Putin o ataku na NATO: „Brednie”

euractiv.pl 4 tygodni temu

Rosja nie zamierza atakować NATO, oświadczył prezydent Rosji Władimir Putin, pośrednio przyznając, iż Moskwa w takiej konfrontacji nie miałaby szans.

Doniesienia, jakoby Rosja chciała wojować z NATO, to bzdury, stwierdził Władimir Putin podczas spotkania z pracownikami centrum wojskowego w mieście Torżok w obwodzie twerskim.

– W 2022 r. USA wydały (na obronność – red.), o ile się nie mylę, 811 mld dolarów, a Rosja 72 mld dolarów. 72 a 811 mld dolarów – no, różnica jest wyraźna, to ponad 10 razy więcej – zwrócił uwagę Putin.

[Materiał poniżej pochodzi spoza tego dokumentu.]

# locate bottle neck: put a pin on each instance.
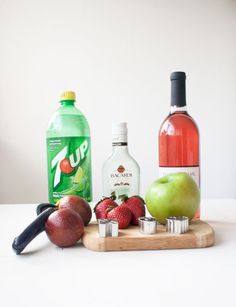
(67, 103)
(119, 143)
(175, 109)
(178, 94)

Dodał, iż wydatki USA na obronność stanowią ok. 40 proc. ogółu światowych wydatków na ten cel, a w przypadku Rosji jest to 3,5 proc.

– I co, biorąc pod uwagę te proporcje, będziemy walczyć z NATO? No to są jakieś brednie – powiedział rosyjski przywódca, cytowany przez agencję Interfaks.

Według danych przekazanych przez Departament Obrony Stany Zjednoczone wydały w ubiegłym roku na obronność łącznie 813,3 mld dolarów. Światowe wydatki wyniosły 2,2 bln dolarów, wynika z danych Międzynarodowego Instytutu Studiów Strategicznych (IISS).

„To tylko zastraszanie ludzi”

Putin powtórzył także narrację Kremla, iż poprzez „specjalną operację wojskową” (SWO), czyli działania zbrojne w Ukrainie Rosja chroni „swoich ludzi”, zamieszkujących „terytoria historycznie rosyjskie”.

– Gdyby po rozpadzie Związku Radzieckiego, jak proponowała Rosja, w Europie wypracowano całkowicie nowe relacje w sferze bezpieczeństwa, nic takiego jak dzisiaj by się nie zdarzyło. Uwzględnianoby po prostu nasze interesy, o których przypominamy rok w rok, dekadę w dekadę. A tak mamy do czynienia z zupełną ignorancją – stwierdził.

Według niego Rosja nigdy nie kierowała się w stronę granic NATO.

– Dlatego to, co się mówi – iż po Ukrainie zamierzamy napaść na Europę – to kompletne bzdury, zastraszanie swoich obywateli tylko po to, żeby drylować ich z pieniędzy – ocenił Putin.

Słowom Putina przeczą ustalenia amerykańskiego Instytutu Studiów nad Wojną (ISW), według którego Rosja przygotowuje się do wojny konwencjonalnej z NATO i to na dużą skalę, a świadczą o tym działania wewnętrzne Moskwy.

„Próby stworzenia warunków dla ustabilizowania rosyjskiej gospodarki i finansów najprawdopodobniej są elementem rosyjskich finansowych i wewnętrznych przygotowań do potencjalnego przyszłego konfliktu z NATO, a nie tylko do długotrwałej wojny z Ukrainą”, ocenia ISW.

Putin krytykuje partnerstwa NATO

Władimir Putin skrytykował także dążenia NATO do nawiązywania współpracy z państwami z innych regionów świata. Przypomniał, iż NATO to Organizacja Traktatu Północnoatlantyckiego.

– A gdzie oni teraz się pchają? Do Azji i Pacyfiku, na Bliski Wschód i w inne regiony świata. I wszystko to pod różnymi pretekstami, przykrywkami, a wszędzie na jedno wychodzi – wciągają tam NATO i ciągną za sobą swoich satelitów – stwierdził.

NATO aktywnie współpracuje z 35 państwami świata i z organizacjami międzynarodowymi – zwłaszcza w takich obszarach, jak wymiana specjalistycznej wiedzy, rozwijanie interoperacyjności czy zarządzanie kryzysowe, odnotowano w najnowszym rocznym raporcie sekretarza generalnego NATO.

„Partnerstwa NATO są najważniejsze dla sposobu, w jaki NATO działa. (…) W coraz bardziej złożonym i nieprzewidywalnym krajobrazie strategicznym tym ważniejsza staje się kooperacja NATO z partnerami”, stwierdzono.